Replies to the reviewers

We thank both reviewers for their comments and suggestions. Their suggestions improved the quality of the manuscript.

Please find our replies below.

Reviewer 2

1. In the methods' section the authors should clarify the criteria for the diagnosis of dementia and also the workout to identificate the different forms of dementia and the severity (degenerative, vascular..., risk factors, family history, years of disease, other neurological signs or symptoms, neuroimaging, neurocognitive evaluation...). Maybe these data could add fundamental information to this translate research to clinical settings.

Answer: Thanks for your comment. As we stated on page 3, line 99 of the manuscript, we obtained information about the type of dementia, and our patients were followed by a specialized palliative care team at home (page 4, line 168). Most of these patients presented a diagnosis of severe dementia, although we had no information concerning the form of dementia. We stress that the study aimed to assess the levels of monocytes subsets (classical, non-classical, and intermediate) identified by the transmembrane proteins CD11c, CD86, CD163 and CD206 in order to identify the potential of these membrane proteins as pain biomarkers characterization in patients who cannot self-report their pain.

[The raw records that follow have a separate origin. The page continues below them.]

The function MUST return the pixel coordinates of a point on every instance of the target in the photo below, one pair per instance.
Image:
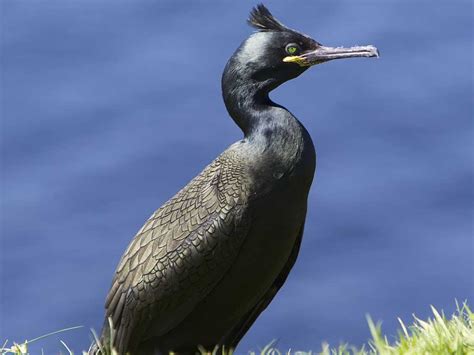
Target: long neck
(248, 104)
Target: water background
(110, 107)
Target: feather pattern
(180, 253)
(262, 19)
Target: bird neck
(252, 110)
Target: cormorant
(211, 259)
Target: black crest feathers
(262, 19)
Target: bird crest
(262, 19)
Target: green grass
(436, 335)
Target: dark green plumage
(211, 259)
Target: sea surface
(110, 107)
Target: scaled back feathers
(262, 19)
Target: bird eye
(292, 49)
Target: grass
(436, 335)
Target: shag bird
(211, 259)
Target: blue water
(109, 107)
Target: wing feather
(179, 254)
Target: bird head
(275, 53)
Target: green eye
(292, 48)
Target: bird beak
(323, 54)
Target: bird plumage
(211, 259)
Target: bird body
(211, 259)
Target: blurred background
(110, 107)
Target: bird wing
(180, 253)
(235, 335)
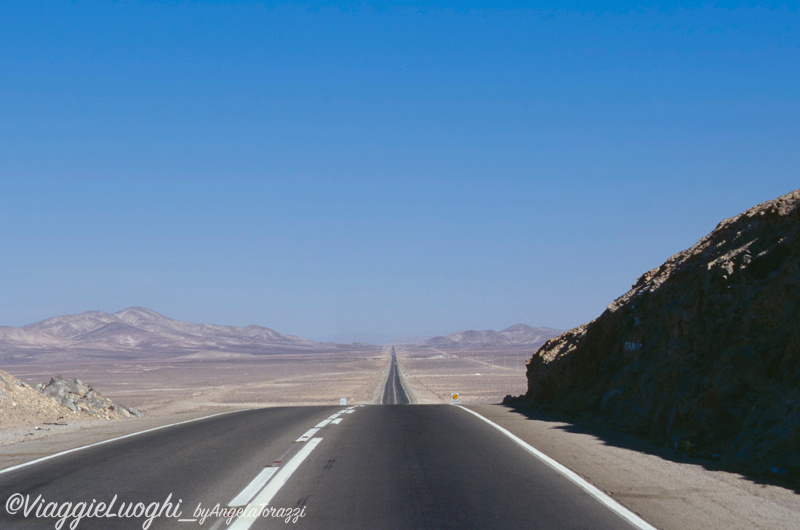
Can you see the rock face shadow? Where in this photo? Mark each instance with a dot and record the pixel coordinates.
(628, 441)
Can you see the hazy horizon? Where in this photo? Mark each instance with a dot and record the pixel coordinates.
(357, 169)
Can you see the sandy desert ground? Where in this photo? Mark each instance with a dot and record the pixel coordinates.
(158, 387)
(479, 376)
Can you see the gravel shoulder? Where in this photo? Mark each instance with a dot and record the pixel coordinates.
(667, 493)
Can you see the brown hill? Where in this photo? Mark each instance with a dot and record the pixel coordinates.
(516, 335)
(702, 354)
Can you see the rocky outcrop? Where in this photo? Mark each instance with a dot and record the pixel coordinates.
(79, 397)
(60, 400)
(702, 354)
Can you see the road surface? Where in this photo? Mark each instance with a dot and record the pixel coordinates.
(372, 467)
(393, 392)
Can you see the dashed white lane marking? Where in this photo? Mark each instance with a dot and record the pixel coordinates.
(250, 491)
(254, 507)
(610, 503)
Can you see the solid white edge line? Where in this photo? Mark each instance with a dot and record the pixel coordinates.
(257, 505)
(309, 433)
(610, 503)
(81, 448)
(250, 491)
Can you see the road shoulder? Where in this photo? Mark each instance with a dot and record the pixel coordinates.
(668, 494)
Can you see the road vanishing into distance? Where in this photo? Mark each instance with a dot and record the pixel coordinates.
(370, 467)
(393, 392)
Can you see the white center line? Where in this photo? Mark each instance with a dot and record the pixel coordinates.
(250, 491)
(253, 509)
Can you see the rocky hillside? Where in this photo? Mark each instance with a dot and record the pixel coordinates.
(702, 354)
(60, 400)
(517, 335)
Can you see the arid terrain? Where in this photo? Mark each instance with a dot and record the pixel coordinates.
(479, 376)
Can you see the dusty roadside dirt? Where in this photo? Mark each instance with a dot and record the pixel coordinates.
(667, 493)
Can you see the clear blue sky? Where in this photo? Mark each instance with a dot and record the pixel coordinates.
(358, 170)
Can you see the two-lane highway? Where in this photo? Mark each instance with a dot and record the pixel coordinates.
(419, 466)
(394, 393)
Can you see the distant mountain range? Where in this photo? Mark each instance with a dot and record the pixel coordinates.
(139, 332)
(145, 333)
(519, 335)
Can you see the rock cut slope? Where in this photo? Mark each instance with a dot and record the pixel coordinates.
(702, 354)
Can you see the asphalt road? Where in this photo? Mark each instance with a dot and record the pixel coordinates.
(372, 467)
(393, 392)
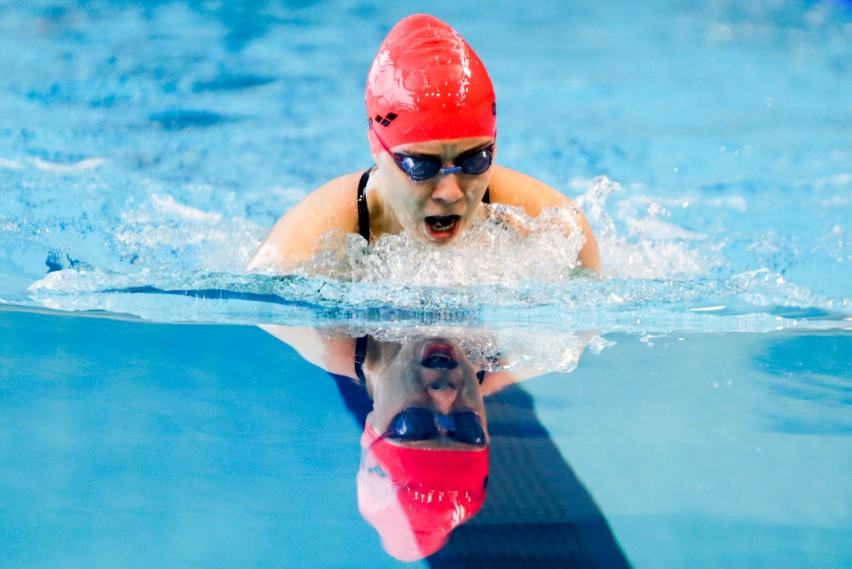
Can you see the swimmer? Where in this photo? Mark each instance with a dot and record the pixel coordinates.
(432, 130)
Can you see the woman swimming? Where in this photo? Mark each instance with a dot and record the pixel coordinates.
(432, 118)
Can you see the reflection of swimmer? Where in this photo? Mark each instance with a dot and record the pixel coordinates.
(425, 446)
(432, 131)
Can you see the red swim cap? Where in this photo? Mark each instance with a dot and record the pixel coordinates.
(426, 83)
(416, 497)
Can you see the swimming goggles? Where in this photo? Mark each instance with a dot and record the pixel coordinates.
(420, 168)
(419, 424)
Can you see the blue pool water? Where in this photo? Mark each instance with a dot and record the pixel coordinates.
(702, 421)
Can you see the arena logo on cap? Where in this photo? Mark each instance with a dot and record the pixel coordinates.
(386, 120)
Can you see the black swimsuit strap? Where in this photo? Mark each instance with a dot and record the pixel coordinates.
(364, 211)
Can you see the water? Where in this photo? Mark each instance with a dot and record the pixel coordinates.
(145, 148)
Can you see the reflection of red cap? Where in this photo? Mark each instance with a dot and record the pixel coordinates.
(416, 497)
(426, 83)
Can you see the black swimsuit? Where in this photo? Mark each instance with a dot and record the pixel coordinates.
(364, 212)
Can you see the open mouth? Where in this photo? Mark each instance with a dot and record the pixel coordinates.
(439, 355)
(442, 227)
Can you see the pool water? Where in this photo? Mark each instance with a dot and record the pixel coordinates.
(146, 148)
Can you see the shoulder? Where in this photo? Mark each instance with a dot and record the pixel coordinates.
(334, 205)
(515, 188)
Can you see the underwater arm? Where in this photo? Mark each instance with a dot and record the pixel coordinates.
(511, 187)
(333, 354)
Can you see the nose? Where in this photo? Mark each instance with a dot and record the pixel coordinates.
(443, 395)
(447, 189)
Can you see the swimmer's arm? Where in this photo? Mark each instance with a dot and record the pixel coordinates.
(511, 187)
(291, 240)
(496, 380)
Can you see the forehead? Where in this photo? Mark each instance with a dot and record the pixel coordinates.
(452, 147)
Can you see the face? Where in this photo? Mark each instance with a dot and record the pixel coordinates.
(431, 373)
(438, 209)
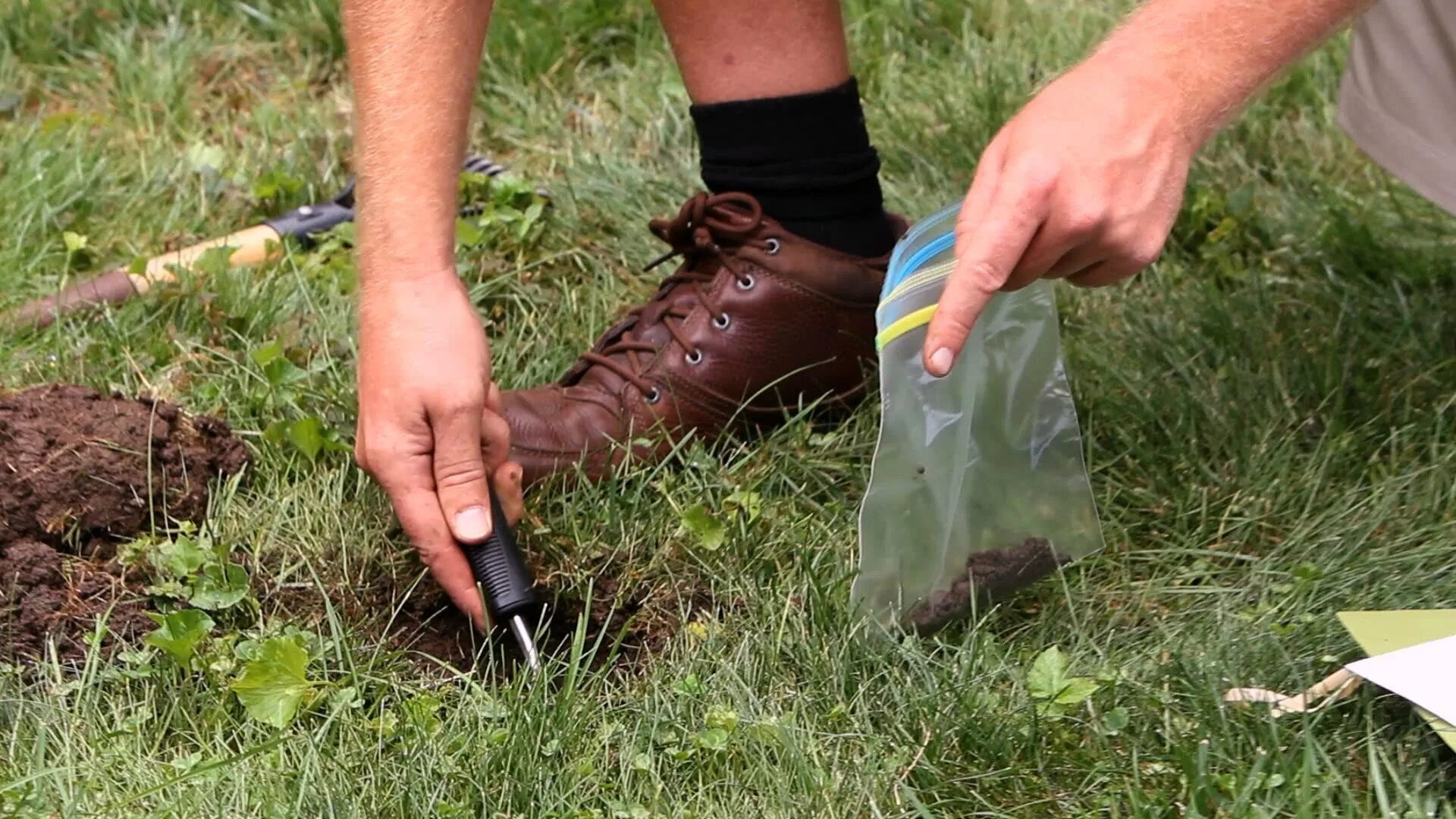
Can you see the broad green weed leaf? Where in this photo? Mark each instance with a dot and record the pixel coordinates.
(714, 739)
(202, 158)
(1116, 720)
(181, 557)
(721, 717)
(689, 686)
(1076, 691)
(180, 632)
(705, 528)
(275, 682)
(220, 588)
(1047, 675)
(262, 356)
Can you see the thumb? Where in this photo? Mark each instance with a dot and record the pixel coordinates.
(460, 477)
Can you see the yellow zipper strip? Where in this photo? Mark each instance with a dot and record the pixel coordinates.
(903, 325)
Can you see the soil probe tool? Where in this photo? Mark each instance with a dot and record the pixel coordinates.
(251, 245)
(504, 582)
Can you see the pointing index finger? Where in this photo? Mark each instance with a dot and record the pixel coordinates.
(984, 256)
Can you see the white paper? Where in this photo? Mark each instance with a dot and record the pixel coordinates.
(1423, 673)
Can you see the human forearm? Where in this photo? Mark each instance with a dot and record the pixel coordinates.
(414, 66)
(1209, 57)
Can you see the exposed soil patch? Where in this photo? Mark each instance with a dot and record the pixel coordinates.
(46, 594)
(77, 471)
(77, 465)
(990, 575)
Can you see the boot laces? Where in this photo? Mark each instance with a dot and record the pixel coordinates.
(698, 234)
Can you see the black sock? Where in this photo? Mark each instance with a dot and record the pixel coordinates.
(808, 162)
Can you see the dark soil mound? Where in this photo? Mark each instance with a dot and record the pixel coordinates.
(77, 465)
(79, 469)
(47, 594)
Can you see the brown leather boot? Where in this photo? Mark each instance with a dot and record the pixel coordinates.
(755, 325)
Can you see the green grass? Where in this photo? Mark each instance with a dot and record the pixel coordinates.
(1270, 422)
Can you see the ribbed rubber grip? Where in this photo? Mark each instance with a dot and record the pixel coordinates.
(500, 569)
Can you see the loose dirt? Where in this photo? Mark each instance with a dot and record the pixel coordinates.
(77, 465)
(50, 595)
(79, 471)
(990, 575)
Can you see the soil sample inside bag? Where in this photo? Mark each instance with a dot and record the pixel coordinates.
(990, 575)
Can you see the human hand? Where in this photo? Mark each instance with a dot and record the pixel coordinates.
(430, 428)
(1082, 184)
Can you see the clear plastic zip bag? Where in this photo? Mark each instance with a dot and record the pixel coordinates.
(979, 484)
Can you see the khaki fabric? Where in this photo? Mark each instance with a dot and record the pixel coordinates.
(1398, 98)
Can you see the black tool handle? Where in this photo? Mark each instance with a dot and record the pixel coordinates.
(500, 569)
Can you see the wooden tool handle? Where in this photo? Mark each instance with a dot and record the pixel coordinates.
(249, 245)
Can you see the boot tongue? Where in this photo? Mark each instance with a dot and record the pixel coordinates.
(689, 235)
(647, 327)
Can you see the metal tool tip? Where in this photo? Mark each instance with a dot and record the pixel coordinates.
(523, 639)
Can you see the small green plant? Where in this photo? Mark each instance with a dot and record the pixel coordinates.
(1055, 691)
(180, 632)
(274, 684)
(190, 569)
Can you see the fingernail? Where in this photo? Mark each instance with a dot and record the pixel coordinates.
(472, 523)
(941, 362)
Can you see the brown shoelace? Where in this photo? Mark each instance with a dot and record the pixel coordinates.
(696, 235)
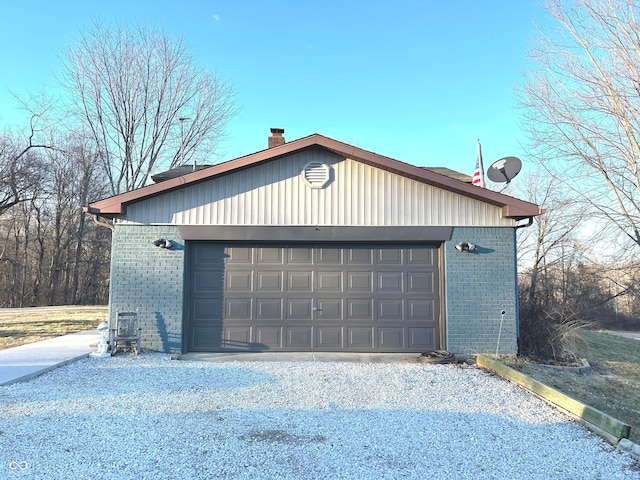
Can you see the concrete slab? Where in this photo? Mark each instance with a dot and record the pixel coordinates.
(27, 361)
(303, 357)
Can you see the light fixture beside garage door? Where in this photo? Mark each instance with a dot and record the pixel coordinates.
(316, 174)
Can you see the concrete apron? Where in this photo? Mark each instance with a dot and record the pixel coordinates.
(302, 357)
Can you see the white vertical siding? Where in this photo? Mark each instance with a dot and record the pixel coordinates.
(275, 194)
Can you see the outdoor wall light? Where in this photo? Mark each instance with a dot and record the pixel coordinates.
(163, 243)
(465, 247)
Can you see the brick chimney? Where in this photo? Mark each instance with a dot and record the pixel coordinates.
(276, 139)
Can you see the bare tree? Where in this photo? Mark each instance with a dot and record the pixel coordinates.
(543, 247)
(145, 101)
(582, 104)
(20, 166)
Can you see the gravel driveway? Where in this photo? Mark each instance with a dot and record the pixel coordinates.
(147, 417)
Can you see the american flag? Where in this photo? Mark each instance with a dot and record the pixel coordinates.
(478, 173)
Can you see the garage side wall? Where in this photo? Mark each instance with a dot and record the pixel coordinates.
(150, 279)
(479, 285)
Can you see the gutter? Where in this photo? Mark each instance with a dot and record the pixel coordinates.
(525, 225)
(97, 219)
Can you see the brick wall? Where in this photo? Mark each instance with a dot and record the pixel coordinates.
(150, 279)
(479, 285)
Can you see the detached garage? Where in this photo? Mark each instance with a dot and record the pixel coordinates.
(316, 245)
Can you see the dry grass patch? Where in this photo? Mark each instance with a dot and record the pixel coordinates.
(613, 385)
(28, 325)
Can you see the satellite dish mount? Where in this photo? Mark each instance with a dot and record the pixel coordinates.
(504, 170)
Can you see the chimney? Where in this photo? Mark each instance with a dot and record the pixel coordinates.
(276, 139)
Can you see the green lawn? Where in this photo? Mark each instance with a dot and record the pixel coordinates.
(28, 325)
(614, 385)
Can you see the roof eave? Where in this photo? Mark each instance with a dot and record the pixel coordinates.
(512, 207)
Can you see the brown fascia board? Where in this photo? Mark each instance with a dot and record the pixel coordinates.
(512, 207)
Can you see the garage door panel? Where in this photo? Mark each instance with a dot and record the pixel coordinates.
(390, 282)
(269, 309)
(299, 309)
(421, 311)
(238, 255)
(329, 309)
(359, 256)
(269, 281)
(420, 256)
(420, 282)
(299, 338)
(361, 282)
(329, 281)
(329, 337)
(391, 338)
(360, 338)
(239, 281)
(269, 255)
(269, 338)
(238, 308)
(299, 256)
(237, 337)
(204, 338)
(300, 281)
(389, 256)
(421, 338)
(360, 309)
(321, 297)
(390, 309)
(329, 256)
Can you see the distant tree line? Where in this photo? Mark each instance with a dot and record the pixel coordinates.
(51, 252)
(137, 103)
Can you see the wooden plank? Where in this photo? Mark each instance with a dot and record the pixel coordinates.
(588, 414)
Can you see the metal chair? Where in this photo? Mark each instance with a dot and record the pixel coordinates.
(126, 334)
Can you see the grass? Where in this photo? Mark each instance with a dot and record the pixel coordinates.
(28, 325)
(614, 385)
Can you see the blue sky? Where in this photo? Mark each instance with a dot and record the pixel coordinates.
(418, 81)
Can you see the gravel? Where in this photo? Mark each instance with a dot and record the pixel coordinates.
(147, 417)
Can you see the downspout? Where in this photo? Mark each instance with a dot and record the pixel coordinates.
(524, 225)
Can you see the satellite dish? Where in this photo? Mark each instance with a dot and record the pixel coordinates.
(504, 170)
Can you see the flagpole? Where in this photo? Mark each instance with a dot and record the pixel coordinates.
(478, 174)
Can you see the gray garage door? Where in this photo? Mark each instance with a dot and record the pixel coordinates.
(324, 297)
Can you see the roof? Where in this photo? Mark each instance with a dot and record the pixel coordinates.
(511, 207)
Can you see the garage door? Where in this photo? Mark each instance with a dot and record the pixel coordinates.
(324, 297)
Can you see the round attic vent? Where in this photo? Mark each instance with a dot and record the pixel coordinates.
(316, 174)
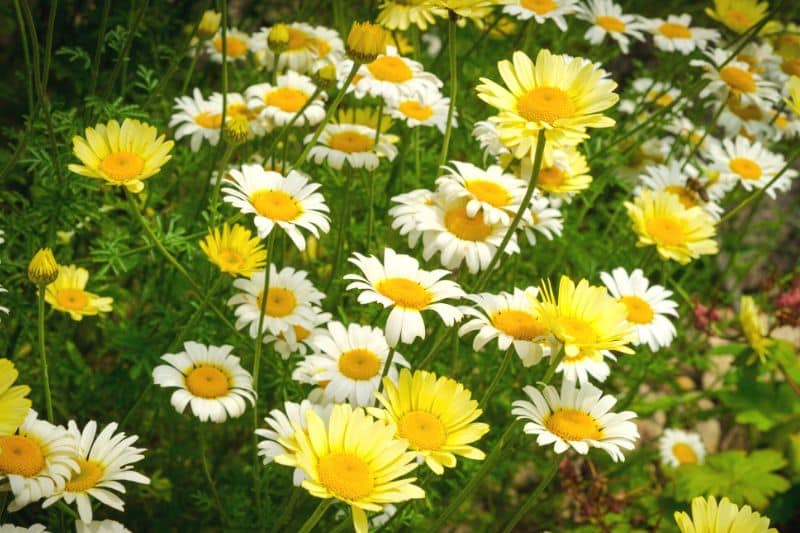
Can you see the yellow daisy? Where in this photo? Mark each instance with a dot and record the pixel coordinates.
(67, 294)
(235, 251)
(435, 415)
(679, 233)
(121, 155)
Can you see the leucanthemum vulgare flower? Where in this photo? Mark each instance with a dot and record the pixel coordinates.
(709, 517)
(399, 282)
(648, 306)
(678, 447)
(349, 363)
(104, 460)
(122, 156)
(436, 415)
(290, 203)
(561, 95)
(68, 295)
(14, 405)
(234, 250)
(209, 378)
(280, 103)
(679, 233)
(607, 18)
(578, 417)
(512, 319)
(292, 300)
(35, 461)
(355, 459)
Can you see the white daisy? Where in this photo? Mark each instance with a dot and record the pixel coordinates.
(577, 418)
(209, 378)
(289, 202)
(104, 461)
(398, 282)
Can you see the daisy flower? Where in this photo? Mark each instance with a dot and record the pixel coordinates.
(398, 282)
(122, 156)
(579, 418)
(560, 95)
(291, 202)
(103, 461)
(209, 379)
(679, 233)
(281, 102)
(676, 34)
(350, 362)
(36, 461)
(67, 294)
(678, 447)
(354, 459)
(511, 318)
(648, 306)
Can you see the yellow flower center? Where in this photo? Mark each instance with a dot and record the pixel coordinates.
(346, 476)
(545, 104)
(465, 228)
(21, 456)
(391, 69)
(276, 205)
(738, 79)
(746, 168)
(207, 382)
(572, 424)
(675, 31)
(351, 142)
(518, 324)
(423, 430)
(359, 364)
(122, 166)
(639, 311)
(280, 302)
(286, 99)
(87, 477)
(405, 293)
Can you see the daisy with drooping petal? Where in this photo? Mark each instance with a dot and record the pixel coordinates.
(579, 418)
(708, 517)
(679, 233)
(209, 379)
(398, 282)
(678, 447)
(122, 156)
(104, 460)
(511, 318)
(290, 202)
(67, 294)
(355, 459)
(648, 306)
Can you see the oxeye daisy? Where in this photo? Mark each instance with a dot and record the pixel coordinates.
(354, 459)
(280, 103)
(678, 233)
(234, 250)
(398, 282)
(104, 460)
(560, 95)
(648, 306)
(209, 379)
(291, 203)
(578, 417)
(36, 461)
(291, 301)
(68, 295)
(678, 447)
(122, 156)
(511, 318)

Author Response File: Author Response.pdf

Round 2

Reviewer 1 Report

The authors did not address previous concerns by providing additional data. For example, the authors did not address how the sample size was calculated since the control number is low.

Author Response

Thanks for your comment. Although this control group has fewer patients, the findings are significant using adequate statistical tests. Due to lack of evidence in published clinical data regarding this issue, it is not possible to firmly assume the size of changes . Assuming a grouping of two with a 1:1 allocation, an effect size d of 0.8, and a significance alpha of 0.05. With 20 participants in each arm, we had 80% power to detect minimal differences. In addition, the authors expected to lose another 20% of the participants during the follow-up. Therefore, we used a larger sample size to promote a more statistically rigorous method. We introduced and highlighted this explanation in page 4, lines 167-172.

Author Response File: Author Response.pdf

Reviewer 2 Report

I suggest to include the concept raised in my previous comments in the limitations of the study. In particular, as highlighted by recent data about the role of neuroinflammation in the different form of dementia (PMID: 33318676, PMID: 35682903...), a subtype of dementia may be partially linked to a specific mechanisms of neuroinflammation and it could pour over the results.

Author Response

Thanks for your comment. We agree with your concern and included and highlighted it in page 15, lines 467-468. Previously, in page 14, lines 436-448, we had some concerns about this issue.

Author Response File: Author Response.pdf

Round 3

Reviewer 1 Report

The authors have answered my major concerns.